We restrict comment about impacts here, just as we did previously, because impacts are not part of the colonisation process, but can be a consequence of it. For this reason, impacts were also not included in Blackburn’s framework (Blackburn et al. 2011). We agree that some invasive species have created much extinction, and have done so spectacularly. The intent of our text was twofold: first to point out that most species moved by people have not been unambiguously shown by science to induce extinction. Indeed, only about 30 taxa are implicated with extinctions (Bellard et al. 2016), and therefore extinction is an exception, not a rule. Second, extinction as a result of colonisation is historically not confined just to species dispersed by people (Bellard et al. 2016), and as also stated by Wilson et al. (2016) nor is it likely “to be just a modern phenomenon”.

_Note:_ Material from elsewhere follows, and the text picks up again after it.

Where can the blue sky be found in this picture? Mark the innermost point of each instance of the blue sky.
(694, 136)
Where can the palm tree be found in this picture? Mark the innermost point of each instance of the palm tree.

We agree with Wilson et al. (2016) that, “at the heart of invasion science is the realisation that … the human dimension of invasions is a fundamental component in the social-ecological systems in which invasions need to be understood and managed.” Naturally, without the human component there could be no human-mediated dispersal. But that is as deep as it gets. Without denying the pivotal role of humans in invasion biology, one must keep in mind that the biological, or ecological, component of it is at least, if not more, important. Even Wilson et al. (2016) wrote “While conceptually the same barriers are present, the resources provided for establishment mean that some barriers are rendered inconsequential.” We couldn’t agree more. Humans override some barriers by overcoming the limitation of the process that affect colonisation - species self-dispersing have to overcome the same barriers by themselves. Invasion science asks the focused question, how do people influence colonisation, and how do those influences change colonisation outcomes?

Ultimately, despite the statement by Wilson et al. (2016) “we strongly believe that the answer is yes: biological invasions and natural colonisations differ in processes and mechanisms” not a single process was presented, there or elsewhere. Let science be the judge. If there is indeed some deep and fundamental science difference between species undergoing range expansion by the two transport modes, then an underlying biological law needs to be found that applies to only one. To conclude along the same lines as Wilson et al. (2016), we believe that future civilisations will recognise from the geological record that at the turn of the Anthropocene, the major mechanisms driving the colonisation process for species globally changed from those that are “natural” and largely random and slow, to those that are driven by a dominant species (humans) and are largely non-random and fast.